Philip Pullman, J. K. Rowling e Hayao Miyazaki sono autori che hanno creato mondi incredibili. Quanto l'hanno influenzata? E qual è il suo approccio al fantasy?
«Pullman mi ha influenzato con le sue atmosfere steampunk e i temi fondamentali che affronta. Di J. K. Rowling ho adorato la tonalità della scrittura e la capacità di inventare vicende piene di sviluppi e rivelazioni inaspettate. Quanto a Miyazaki, l'universo visuale che ha creato è stata una rivelazione: lo schermo trasuda di dettagli e colori, di forme che cambiano in continuazione, e poi con lui non bisogna mai fidarsi delle apparenze! E io dove mi colloco in tutto ciò? In fondo non sono realmente in grado di definire quale sia la mia personale concezione di fantasy, ma so come non voglio che sia: eccessivamente codificato. Adoro i miscugli! Mescolanze di genere, di atmosfere, di temporalità...».
Esiste un «approccio francese» all'immaginario fantasy? Pensiamo ad autori come Luc Besson, Timothée de Fombelle o alla serie U4...
«Non riesco a individuare un denominatore comune. So solo che, personalmente, ho attinto molto dalla storia francese e belga per modellare il mio ambiente immaginario: la corte di Versailles del Seicento, l'Esposizione universale di Parigi del 1889, le cartoline Belle Époque
del sud della Francia o gli archivi del Mundaneum di Mons, in Belgio».
Quali sono i suoi autori preferiti in questo momento? Qual era da bambina la sua favola prediletta?
«Non è facile dare una risposta, perché le mie grandi letture del momento sono principalmente testi scritti da autori non pubblicati. Dal 2008 faccio parte di una comunità francofona di autori, Plume d'Argent. Come l'amica di Nizza mi ha spinto a scrivere, così altri amici di Plume d'Argent mi hanno spinto a pubblicare. Continuo a leggerli ancora oggi, mi nutro delle loro parole e della loro interiorità! Tuttavia, se dovessi citare un autore pubblicato di cui seguo da vicino il lavoro letterario, direi Carole Trébor. Quanto alla mia favola preferita, finora non me l'ero mai chiesto, ma il primo pensiero va a Pollicino».
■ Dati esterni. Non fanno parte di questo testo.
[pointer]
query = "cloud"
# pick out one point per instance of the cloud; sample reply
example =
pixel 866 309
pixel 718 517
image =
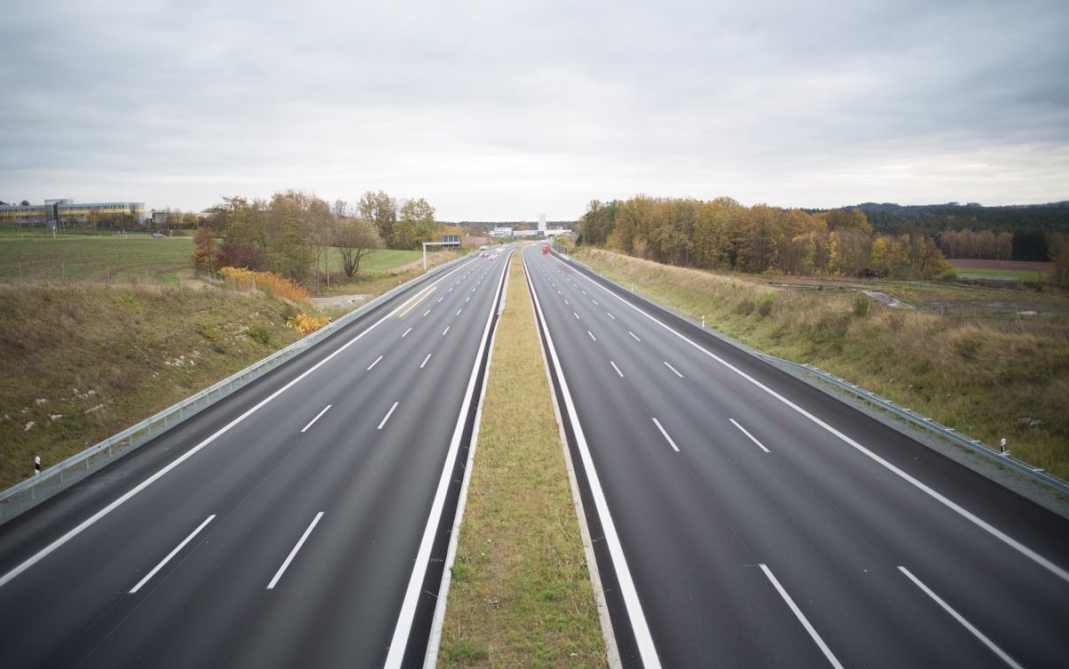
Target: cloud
pixel 502 110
Il suo stile è molto originale, dettagliato e allo stesso tempo immaginifico. Qual è il suo metodo?
«Spesso paragono il mio modo di scrivere alla pittura, nel senso che procedo per strati. Da principio ho un'idea un po' confusa del capitolo che mi preparo a scrivere: in testa ho la scena importante, il resto è l'ago. Allora comincio a scrivere, e i dettagli affiorano via via. La mattina dopo rileggo, cancello certi elementi, ne aggiungo altri e vado avanti... E di nuovo la mattina dopo rileggo e ne ho una visione più precisa, aggiusto un dialogo, sviluppo un'atmosfera, cerco di approfondire. Funziona così finché non finisco il capitolo».
Conosce la letteratura italiana? Quali autori ha letto?
«Quand'ero piccola ho letto Pinocchio di Carlo Collodi, che mi è sempre piaciuto più della versione di Disney. Più tardi, al liceo, ho studiato i grandi classici, come i lavori completamente fuori fase di Italo Calvino, Il barone rampante e Il visconte dimezzato, e La Divina Commedia di Dante Alighieri. Ne ho un ricordo molto vivido, sono opere che ml hanno segnato. E conosco Umberto Eco, di cui ho
letto con gran piacere Il pendolo di Foucault. Non scrivo né parlo Italiano, ma è una lingua che apprezzo e capisco piuttosto bene».